In close quarter situations a broad sword works better (at least for me). Imagine being close up to an opponent with the sword in your right hand, in front of you, down by your left hip, inverted so the weapon points to the floor, cutting edge toward your opponent. As you try to slice diagonally across by moving your hand upward and to the right you'll find that sooner or later your hand is moving in a somewhat curved trajectory since your ultimately pivoting fixed length limbs of joints. Since the curved blade is curving away from your opponent the tip is unlikely to get stuck in belts, creases or the material of whatever they're wearing. With a straight blade of similar length you're almost guaranteed to get stuck.
There is plenty of movements where this is true, probably for the reason given above: limbs are fixed length and pivot over joints which results in curved motion. With those types of movements a curved blade can slice almost anywhere along the imaginary surface of a fairly tight fitting sphere around your body. A straight blade is harder to use in this way as it would always penetrate that spherical space and result in the tip getting blocked or stuck.

Obviously, in turn it is somewhat harder to stab with a curved blade. If the blade is well constructed and balanced and has the right curvature that's not a big deal though. In terms of technique I find that I can stab perfectly well with my broadsword. However, because of blade profile and size it'll be harder to penetrate deeply with a curved broadsword than with a straight one. The slender and slightly curved Japanese blades may very well represent the perfect compromise between the two extremes.

As has been mentioned before it's also easier to draw a curved blade from its sheath for the same reason. Limbs tend to move in curved paths, so does the blade as it slides out.

I've found that working with a straight sword appears to require lots more flexibility. In our class it's almost always the skinnier, lighter and more flexible people that prefer the straight sword, while the bigger, stronger and stiffer people like me end up preferring the curved broadsword.
posted by Hairy Lobster at 6:19 PM on March 31, 2011

a straight sword is best

That really isn't a meaningful statement until you know the task at hand.

Heavily armoured opponent? Long (straight) and heavy.
Unarmored swordplay? Long (straight) and light/fast.
Surprise assassination? Small and fast.
Ground targets from horseback? Curved.
Mounted targets from ground? Flexible and very very VERY long!

There is no one tool that fits every job.
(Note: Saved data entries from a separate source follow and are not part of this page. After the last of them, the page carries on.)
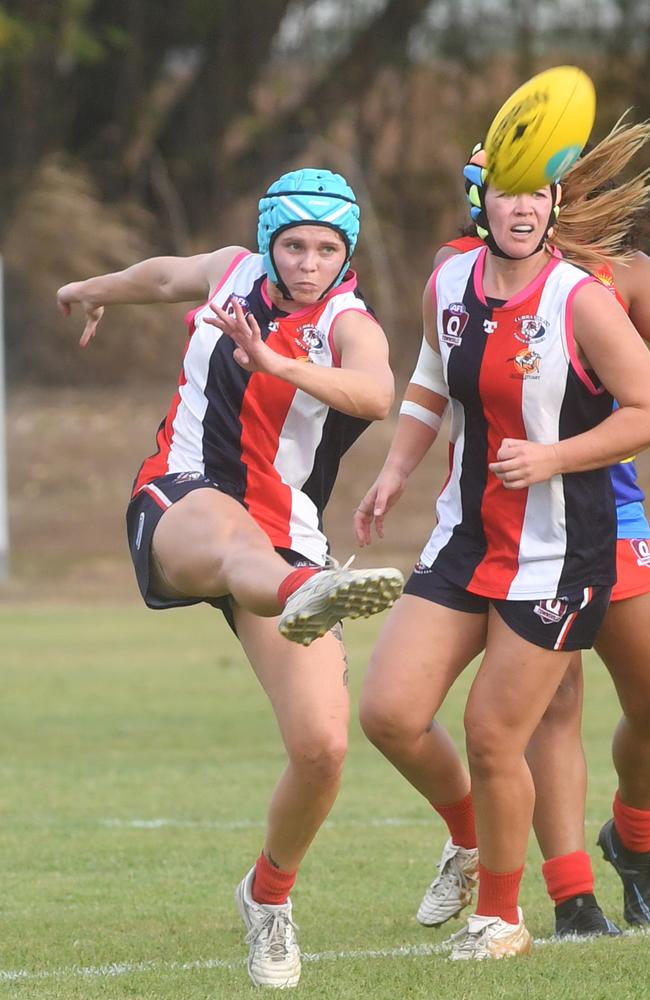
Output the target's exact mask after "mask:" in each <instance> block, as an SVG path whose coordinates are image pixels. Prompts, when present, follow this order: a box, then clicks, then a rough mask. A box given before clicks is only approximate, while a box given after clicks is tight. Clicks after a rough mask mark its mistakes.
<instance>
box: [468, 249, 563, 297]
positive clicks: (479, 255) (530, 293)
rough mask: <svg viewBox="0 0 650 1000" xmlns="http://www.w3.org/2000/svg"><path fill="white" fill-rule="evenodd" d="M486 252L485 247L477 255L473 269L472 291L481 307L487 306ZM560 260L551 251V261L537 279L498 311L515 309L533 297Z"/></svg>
mask: <svg viewBox="0 0 650 1000" xmlns="http://www.w3.org/2000/svg"><path fill="white" fill-rule="evenodd" d="M487 252H488V248H487V247H486V248H485V251H484V252H483V253H481V254H479V257H478V259H477V261H476V266H475V268H474V291H475V293H476V295H477V297H478V299H479V300H480V301H481V302H482V303H483V305H487V299H486V298H485V292H484V291H483V276H484V274H485V261H486V257H487ZM561 259H562V255H561V254H560V253H559V252H558V251H556V250H555V249H553V251H552V255H551V259H550V260H549V262H548V264H546V265H545V266H544V268H543V269H542V270H541V271H540V272H539V274H538V275H537V277H536V278H533V280H532V281H531V282H530V284H528V285H526V287H525V288H522V290H521V291H520V292H517V294H516V295H513V297H512V298H511V299H508V300H507V301H506V302H504V304H503V305H502V306H499V309H500V310H501V309H504V310H506V309H516V308H517V307H518V306H520V305H521V304H522V302H525V301H526V300H527V299H529V298H530V297H531V296H532V295H534V294H535V293H536V292H537V290H538V288H540V287H541V286H542V285H543V284H544V282H545V281H546V279H547V278H548V276H549V274H550V273H551V271H553V270H554V269H555V268H556V267H557V265H558V264H559V263H560V261H561Z"/></svg>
On top of that are technological considerations. Most sword designs couldn't exist much earlier than their period because the technology to construct them did not exist. A roman sword is clearly a poor design compared to what another thousands years of technological advancement would make possible, but it was best in its day.
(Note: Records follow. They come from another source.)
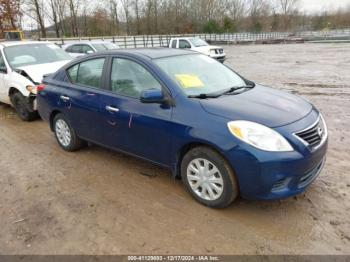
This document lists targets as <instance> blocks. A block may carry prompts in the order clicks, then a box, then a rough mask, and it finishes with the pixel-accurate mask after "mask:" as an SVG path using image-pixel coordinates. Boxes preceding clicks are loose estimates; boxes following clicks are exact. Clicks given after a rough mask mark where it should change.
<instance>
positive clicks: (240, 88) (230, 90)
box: [220, 85, 254, 95]
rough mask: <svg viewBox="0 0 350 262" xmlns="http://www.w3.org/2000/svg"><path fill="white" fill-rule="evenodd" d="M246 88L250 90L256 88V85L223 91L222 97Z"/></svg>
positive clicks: (221, 94) (221, 92)
mask: <svg viewBox="0 0 350 262" xmlns="http://www.w3.org/2000/svg"><path fill="white" fill-rule="evenodd" d="M246 88H249V89H251V88H254V85H245V86H234V87H231V88H228V89H226V90H224V91H222V92H221V94H220V95H227V94H231V93H233V92H236V91H237V90H241V89H246Z"/></svg>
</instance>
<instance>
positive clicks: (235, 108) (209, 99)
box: [200, 85, 313, 127]
mask: <svg viewBox="0 0 350 262" xmlns="http://www.w3.org/2000/svg"><path fill="white" fill-rule="evenodd" d="M200 103H201V105H202V107H203V108H204V110H205V111H206V112H208V113H210V114H214V115H218V116H221V117H225V118H227V119H228V120H246V121H252V122H256V123H260V124H263V125H265V126H268V127H279V126H283V125H287V124H290V123H293V122H295V121H297V120H299V119H301V118H303V117H305V116H306V115H308V114H309V113H310V111H311V110H312V108H313V107H312V105H311V104H310V103H308V102H307V101H306V100H304V99H302V98H301V97H298V96H295V95H292V94H289V93H287V92H283V91H280V90H276V89H272V88H268V87H263V86H259V85H257V86H256V87H255V88H253V89H251V90H248V91H246V92H244V93H241V94H237V95H224V96H221V97H219V98H216V99H206V100H200Z"/></svg>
Talking about best without context is meaningless.
posted by -harlequin- at 6:46 PM on March 31, 2011 [1 favorite]

Sort of what AombieApoc said (though it's the high carbon steel that's hard and brittle and the low carbon that's tough but soft).

Part of it also has to do with the manufacturing technique as well. A scimitar has only one edge - if you try to force a one edged knife you're end up with a very strong curve to the blade due to the way you're drawing the metal on one side of the blade, but not the other.

It's not that every blade comming out of Europe was straight. The falchion had a curved blade.

Flails are what you use if you want to reach around a shield.
posted by Kid Charlemagne at 9:43 PM on March 31, 2011

With regard to sailors and nautical combat: ships are tight quarters. The shorter the blade the better. A curved blade gets more cutting surface into a given lentgth, with the added bonus of slashing / allowing for inaccurate cuts. Burton's assumptions are not unversal for all combat situations.